Why study Data Science
The Data Science concentration is a good fit for students who like to apply mathematics to solve real-world problems in business, economics, finance, medical, physics, engineering, and other fields. A data scientist creates sophisticated mathematical models using machine learning and predictive analytics techniques to analyze the data. This program prepares students for employment or further graduate study in data science, economics, applied statistics, computational methods, and engineering.

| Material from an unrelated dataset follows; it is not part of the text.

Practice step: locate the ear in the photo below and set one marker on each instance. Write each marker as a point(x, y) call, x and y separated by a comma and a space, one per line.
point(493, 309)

Data science is an emerging field that incorporates mathematics, statistics, and programming to develop and apply methodologies to solve problems in the real world. There is a high demand for data science professionals across many industries including technology, public health, business, insurance, banking, environment, and others. The Bureau of Labor Statistics reports that jobs for data scientists will increase faster than the average until the year of 2028. As of February 2021, the average salary for a data scientist is $113,609.
The department of Mathematics & Statistics at APSU offers a B.S. in Mathematics: Data Science concentration, to train students who can promptly obtain positions in industry to spark new discoveries. Graduates of this program will have the theoretical, practical, and comprehensive knowledge about data analysis that helps to become Data analyst, Predictive Analyst, Quantitative analyst, Financial Analyst, and Researchers. The Department has dedicated full-time faculty members and features small class sizes. All classes are taught by professors and instructors satisfying APSU Faculty Qualifications Matrix. Many classes are conducted in modern computer labs, and all classrooms are “smart” classrooms, allowing projector-based demonstrations and lectures.
Department of Mathematics and Statistics is one of the institutions that offers in its (B.S.) degree a variety of concentrations (Actuarial Science, Statistics, Data Science) and multiple Master’s Degree (M.S.) and Professional Science Management (Predictive Analytics, Mathematical Finance, Mathematical Finance). Currently there are more than 80 students in the Master’s program. Mathematical Finance and Predictive Analysis is offered 100% online as well as on-campus. Students' have frequent opportunities to attend conferences and present their research while working closely with the mathematical finance faculty.
The B.S. in Mathematics: Data Science concentration, is innovative, professionally relevant, valuable, an consists of 120-credits that can be completed in four years. Students can also complete their degree more quickly by taking summer courses. A core collection of classes in linear algebra, probability, mathematical statistics, machine learning, time series analysis, mathematical modeling, and predictive analytics are available to students. These courses help the students to gain knowledge and skills in data manipulation, data visualization, data mining, and programming in R, SAS, and Python.
The faculty in the Data Science concentration have experience teaching mathematics/statistics/programming at undergraduate and graduate level. All full-time professors have completed terminal degrees in various mathematics/statistics fields and part-time faculty members have many years of real-world experience in different mathematical/statistics disciplines. Many faculty are engaged in multi-disciplinary research and are active in local, state, and national professional mathematics organizations.
What Will I learn
- Demonstrate an advanced understanding of the theoretic underpinnings of data analysis, machine learning, predictive analytics, probability theory, numerical analysis, and computational methods.
- Demonstrate critical thinking, specifically employ appropriate analytical methods and apply critical reasoning processes to describe and model complex datasets.
- Demonstrate the ability to use appropriate statistical methodologies for real-world data analysis settings.
- Be able to integrate in data manipulation, data cleaning, exploratory analysis, feature extraction, visualization, data modeling etc.
- Be able to effectively communicate data driven ideas and results through contexts such as seminars, teaching, outreach, publications, and cross-disciplinary work.